The first guitar Bruce Springsteen used was rented from Diehl’s Music in Freehold, NJ, until the 7-year-old future rock star felt he had no skill for the instrument and that he could no longer spend his "mother’s hard-earned cash" on the rental fee.
If young Bruce had access to the Free Library’s Music Instrument Collection (celebrating its third anniversary this month!), where guitars can be borrowed for free, he wouldn’t have had to worry about that rental cost.
He managed to do okay for himself, though.
Today, Bruce Springsteen turns 70, and since his first studio album 46 years ago, he’s given us some of the most cinematic, poetic, feel-it-in-your-bones rock music any American songwriter has ever created. He’s released 20 studio albums, not including his many compilations and live albums. His concerts are so prolific people religiously watch recordings of them for decades after that fact. He’s inspired countless biographies, and even wrote his own.
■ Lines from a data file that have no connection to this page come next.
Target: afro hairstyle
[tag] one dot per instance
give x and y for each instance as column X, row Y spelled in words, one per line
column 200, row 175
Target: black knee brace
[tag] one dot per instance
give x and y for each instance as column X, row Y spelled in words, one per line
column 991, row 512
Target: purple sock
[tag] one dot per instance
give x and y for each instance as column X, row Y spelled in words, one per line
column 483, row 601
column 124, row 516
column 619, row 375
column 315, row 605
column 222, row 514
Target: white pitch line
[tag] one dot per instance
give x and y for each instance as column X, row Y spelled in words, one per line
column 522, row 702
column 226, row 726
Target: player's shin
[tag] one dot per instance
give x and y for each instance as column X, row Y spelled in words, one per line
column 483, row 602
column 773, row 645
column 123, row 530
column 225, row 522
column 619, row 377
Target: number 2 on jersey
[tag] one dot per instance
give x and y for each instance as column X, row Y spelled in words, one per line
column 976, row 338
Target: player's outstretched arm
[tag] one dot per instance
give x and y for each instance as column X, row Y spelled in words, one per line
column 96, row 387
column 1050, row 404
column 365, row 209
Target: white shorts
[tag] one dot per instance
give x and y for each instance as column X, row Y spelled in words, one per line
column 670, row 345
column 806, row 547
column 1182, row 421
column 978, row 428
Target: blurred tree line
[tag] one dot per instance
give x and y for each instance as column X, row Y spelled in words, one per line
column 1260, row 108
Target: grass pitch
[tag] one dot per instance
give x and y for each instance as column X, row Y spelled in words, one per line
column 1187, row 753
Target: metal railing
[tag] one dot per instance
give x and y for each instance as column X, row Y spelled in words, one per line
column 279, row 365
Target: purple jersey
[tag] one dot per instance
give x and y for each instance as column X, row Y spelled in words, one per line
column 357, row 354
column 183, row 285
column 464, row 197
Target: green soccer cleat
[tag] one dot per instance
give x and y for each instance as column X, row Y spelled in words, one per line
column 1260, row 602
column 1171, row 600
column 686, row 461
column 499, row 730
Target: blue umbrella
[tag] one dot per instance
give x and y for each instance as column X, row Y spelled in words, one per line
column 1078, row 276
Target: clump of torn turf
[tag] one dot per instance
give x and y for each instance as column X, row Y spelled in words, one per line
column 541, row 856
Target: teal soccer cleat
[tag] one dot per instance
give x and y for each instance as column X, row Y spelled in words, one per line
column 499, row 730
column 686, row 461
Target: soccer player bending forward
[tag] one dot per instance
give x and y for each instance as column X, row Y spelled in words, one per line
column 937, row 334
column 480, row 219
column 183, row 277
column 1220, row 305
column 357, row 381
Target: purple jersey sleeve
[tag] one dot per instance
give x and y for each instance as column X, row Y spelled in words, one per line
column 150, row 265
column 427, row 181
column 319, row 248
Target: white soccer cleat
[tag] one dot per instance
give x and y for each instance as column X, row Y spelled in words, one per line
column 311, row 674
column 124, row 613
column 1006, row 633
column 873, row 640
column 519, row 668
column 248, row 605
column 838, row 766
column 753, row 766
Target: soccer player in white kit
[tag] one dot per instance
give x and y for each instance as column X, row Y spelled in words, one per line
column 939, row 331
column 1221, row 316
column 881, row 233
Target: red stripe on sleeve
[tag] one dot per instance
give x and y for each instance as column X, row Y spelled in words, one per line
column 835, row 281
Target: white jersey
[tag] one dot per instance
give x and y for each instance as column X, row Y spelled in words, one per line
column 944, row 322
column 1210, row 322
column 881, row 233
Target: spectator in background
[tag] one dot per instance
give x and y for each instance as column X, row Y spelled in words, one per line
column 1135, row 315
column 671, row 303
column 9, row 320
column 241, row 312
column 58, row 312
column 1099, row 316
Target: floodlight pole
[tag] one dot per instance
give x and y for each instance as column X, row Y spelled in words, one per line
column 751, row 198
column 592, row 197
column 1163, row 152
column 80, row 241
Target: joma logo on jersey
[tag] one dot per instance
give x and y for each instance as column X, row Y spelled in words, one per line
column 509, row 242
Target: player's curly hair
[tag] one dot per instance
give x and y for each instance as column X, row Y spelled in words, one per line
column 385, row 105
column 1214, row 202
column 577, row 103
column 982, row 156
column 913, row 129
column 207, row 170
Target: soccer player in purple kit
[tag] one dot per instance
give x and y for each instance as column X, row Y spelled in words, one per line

For the release of his autobiography Born to Run, he visited Parkway Central Library to the ecstatic response of local fans—and even many who drove for hours or booked a flight just to get a handshake or a hug from The Boss.
I was there that day three years ago, before I even began working for the Free Library, and it will always be one of my favorite memories.
As a fan younger than Bruce Springsteen’s career, I don’t think there has been a single month of my life that I went without hearing his iconic voice. When I first learned to use my parents’ record player at 4 years old, it was so I could listen to "Thunder Road" without having to ask someone to put it on for me. I’ve seen him a dozen times live, including when I was a broke newspaper reporter just out of college and had to choose between groceries and a Springsteen ticket… let’s just say I lost a few pounds that month.
And yet, standing in the grand lobby of Parkway Central Library, full of nerves and trying to push back the old adage "never meet your heroes, they’ll only let you down", I quickly learned that my bona fides as a Springsteen fan paled in comparison to some around me. There were folks there who drove to Asbury Park to see him at The Stone Pony before he hit the big time. There were others who had decades of adoration under their belts and had traveled the country to see him perform live with the E Street Band.
At least three different generations were together in some instances, The Boss’s music handed down like a family heirloom.
The Free Library is all about bringing people together, and for one rainy day in the fall of 2016, Bruce Springsteen helped us do just that, as people joyfully swapped stories and quoted lyrics waiting in line to meet their hero. In this case, no one was let down.
So we at The Free Library wish Bruce Springsteen the happiest of birthdays. You may be 70 years old today, but you’ll still be "Growin’ Up" with generations to come.